We realize that his physical courage is joined by a consuming ambition and a tendency to self-doubt—the prediction that he will be king brings him joy, but it also creates inner turmoil. These three attributes—bravery, ambition, and self-doubt—struggle for mastery of Macbeth throughout the play. Shakespeare uses Macbeth to show the terrible effects that ambition and guilt can have on a man who lacks strength of character. Despite his fearless character in battle, Macbeth is concerned by the prophecies of the Witches, and his thoughts remain confused, both before, during, and after his murder of King Duncan.
When Duncan announces that he intends the kingdom to pass to his son Malcolm, Macbeth appears frustrated. When he is about to commit the murder, he undergoes terrible pangs of conscience. His manliness is mocked and demeaned by his wife. After the murder, however, her powerful personality begins to disintegrate. Macbeth plots a series of murders to secure his throne, and moments of terrible guilt and absolute pessimism . He is at once too ambitious to allow his conscience to stop him from murdering his way to the top and too conscientious to be happy with himself as a murderer.
Macbeth’s hubris or excessive pride is now his dominant character trait. The moral of Macbeth is that too much ambition and thirst for power will lead to your ultimate destruction. Throughout the play, the witches—referred to as the “weird sisters” by many of the characters—lurk like dark thoughts and unconscious temptations to evil. In part, the mischief they cause stems from their supernatural powers, but mainly it is the result of their understanding of the weaknesses of their specific interlocutors—they play upon Macbeth’s ambition like puppeteers.
The witches’ beards, bizarre potions, and rhymed speech make them seem slightly ridiculous, like caricatures of the supernatural. Shakespeare has them speak in rhyming couplets ,which separates them from the other characters, who mostly speak in blank verse. The witches’ words seem almost comical, like malevolent nursery rhymes. Despite the absurdity of their recipes, however, they are clearly the most dangerous characters in the play, being both powerful and utterly wicked.

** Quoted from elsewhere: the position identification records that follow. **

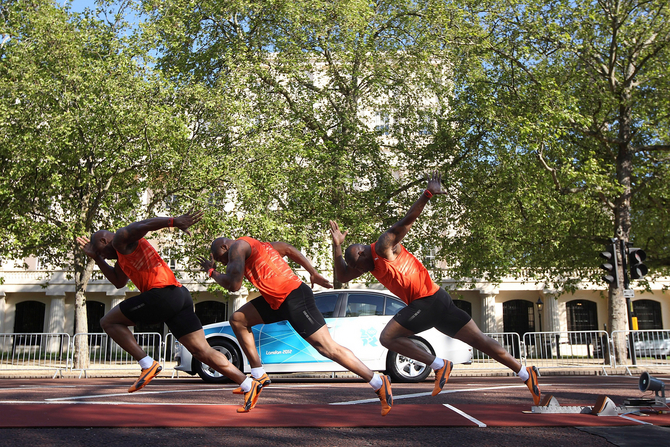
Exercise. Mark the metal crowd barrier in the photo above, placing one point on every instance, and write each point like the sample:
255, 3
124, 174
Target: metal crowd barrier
24, 351
651, 348
561, 349
105, 354
512, 343
569, 349
169, 351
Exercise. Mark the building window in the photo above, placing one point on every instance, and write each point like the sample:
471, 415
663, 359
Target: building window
29, 317
211, 312
95, 310
518, 316
465, 306
648, 313
582, 315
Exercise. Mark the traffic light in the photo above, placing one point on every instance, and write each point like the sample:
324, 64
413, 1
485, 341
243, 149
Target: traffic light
610, 266
635, 258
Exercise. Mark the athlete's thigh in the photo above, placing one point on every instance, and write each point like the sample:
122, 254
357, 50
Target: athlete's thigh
303, 314
250, 314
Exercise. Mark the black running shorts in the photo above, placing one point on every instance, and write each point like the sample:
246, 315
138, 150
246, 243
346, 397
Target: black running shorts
172, 305
299, 308
437, 310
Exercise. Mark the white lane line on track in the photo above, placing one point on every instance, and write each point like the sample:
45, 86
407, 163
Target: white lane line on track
465, 415
409, 396
144, 393
635, 420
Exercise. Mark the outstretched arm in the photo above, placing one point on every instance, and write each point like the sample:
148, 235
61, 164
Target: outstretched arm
295, 255
126, 238
343, 272
114, 274
394, 235
237, 255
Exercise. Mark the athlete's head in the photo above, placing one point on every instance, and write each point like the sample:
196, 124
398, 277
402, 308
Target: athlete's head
220, 248
101, 242
359, 257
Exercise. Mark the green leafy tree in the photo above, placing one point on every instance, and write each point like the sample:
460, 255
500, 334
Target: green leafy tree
572, 104
87, 128
336, 102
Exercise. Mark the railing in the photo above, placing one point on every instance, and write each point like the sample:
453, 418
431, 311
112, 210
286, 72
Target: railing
105, 354
563, 349
26, 351
512, 343
569, 349
651, 348
169, 351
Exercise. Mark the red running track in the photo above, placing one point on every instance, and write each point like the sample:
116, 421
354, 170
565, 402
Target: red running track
157, 415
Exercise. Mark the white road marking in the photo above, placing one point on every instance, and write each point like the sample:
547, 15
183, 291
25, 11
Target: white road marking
465, 415
635, 420
409, 396
144, 393
31, 402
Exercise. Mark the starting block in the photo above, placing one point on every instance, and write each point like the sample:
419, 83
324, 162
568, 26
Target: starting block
604, 407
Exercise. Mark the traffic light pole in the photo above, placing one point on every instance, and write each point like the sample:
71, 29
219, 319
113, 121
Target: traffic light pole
628, 293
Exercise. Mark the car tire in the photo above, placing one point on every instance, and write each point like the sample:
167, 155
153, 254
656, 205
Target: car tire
405, 369
227, 348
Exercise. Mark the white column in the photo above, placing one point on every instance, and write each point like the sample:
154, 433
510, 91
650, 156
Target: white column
3, 340
488, 312
237, 300
3, 300
56, 323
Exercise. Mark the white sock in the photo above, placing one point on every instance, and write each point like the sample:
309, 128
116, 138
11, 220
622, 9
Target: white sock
246, 385
437, 363
376, 382
146, 362
523, 373
257, 373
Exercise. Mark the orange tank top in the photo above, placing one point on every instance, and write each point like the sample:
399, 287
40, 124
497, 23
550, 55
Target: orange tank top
405, 276
267, 270
146, 269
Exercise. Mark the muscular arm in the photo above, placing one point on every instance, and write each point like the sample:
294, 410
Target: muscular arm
237, 256
387, 244
126, 238
288, 250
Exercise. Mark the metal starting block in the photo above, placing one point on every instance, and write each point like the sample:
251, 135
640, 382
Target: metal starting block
603, 407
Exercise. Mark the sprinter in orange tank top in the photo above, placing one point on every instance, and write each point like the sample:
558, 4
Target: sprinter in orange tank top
162, 299
283, 297
429, 305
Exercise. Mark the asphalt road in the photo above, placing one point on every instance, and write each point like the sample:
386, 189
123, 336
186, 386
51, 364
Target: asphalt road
569, 390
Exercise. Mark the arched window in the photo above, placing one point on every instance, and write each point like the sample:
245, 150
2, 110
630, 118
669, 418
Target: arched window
29, 317
95, 310
211, 312
518, 316
648, 313
465, 306
582, 315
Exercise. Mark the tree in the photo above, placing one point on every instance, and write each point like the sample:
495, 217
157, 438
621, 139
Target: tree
87, 128
574, 102
339, 102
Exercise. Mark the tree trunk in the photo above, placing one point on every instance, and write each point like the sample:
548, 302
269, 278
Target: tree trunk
618, 312
83, 271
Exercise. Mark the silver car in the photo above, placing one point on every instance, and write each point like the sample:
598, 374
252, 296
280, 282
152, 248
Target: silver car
355, 319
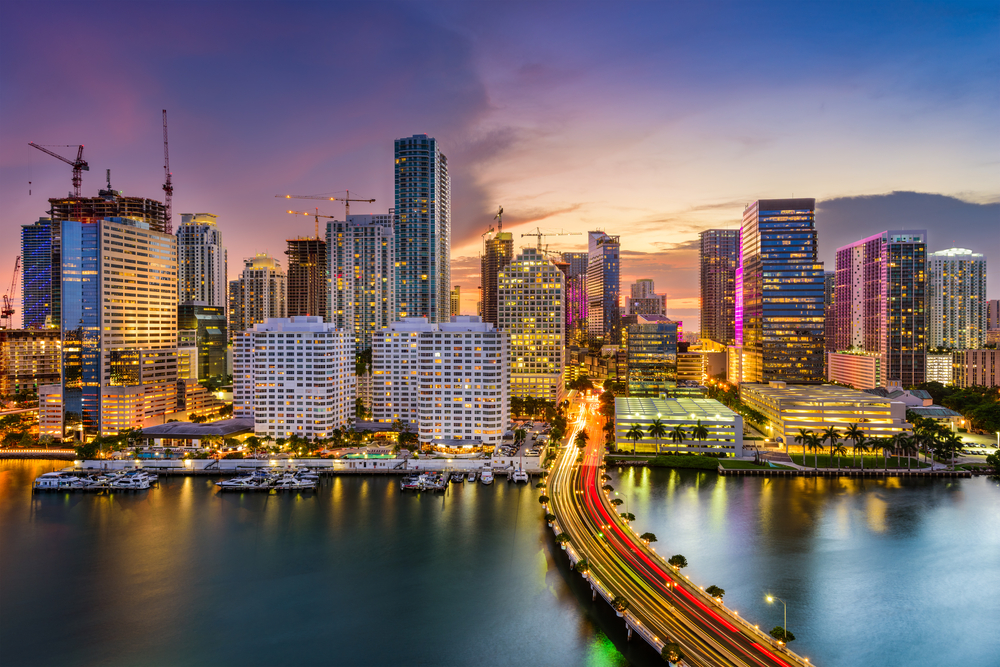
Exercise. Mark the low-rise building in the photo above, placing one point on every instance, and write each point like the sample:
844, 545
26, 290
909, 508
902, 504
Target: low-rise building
790, 408
724, 427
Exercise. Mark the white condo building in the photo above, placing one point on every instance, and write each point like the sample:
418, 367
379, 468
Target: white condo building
531, 307
956, 299
449, 380
294, 376
201, 261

The audience is left to ask whether the witches are independent agents toying with human lives, or agents of fate, whose prophecies are only reports of the inevitable. Some of their prophecies seem self-fulfilling. For example, it is doubtful that Macbeth would have murdered his king without the push given by the witches’ predictions. In other cases, though, their prophecies are just remarkably accurate readings of the future. The play offers no easy answers. Instead, Shakespeare keeps the witches well outside the limits of human comprehension. They embody an unreasoning, instinctive evil.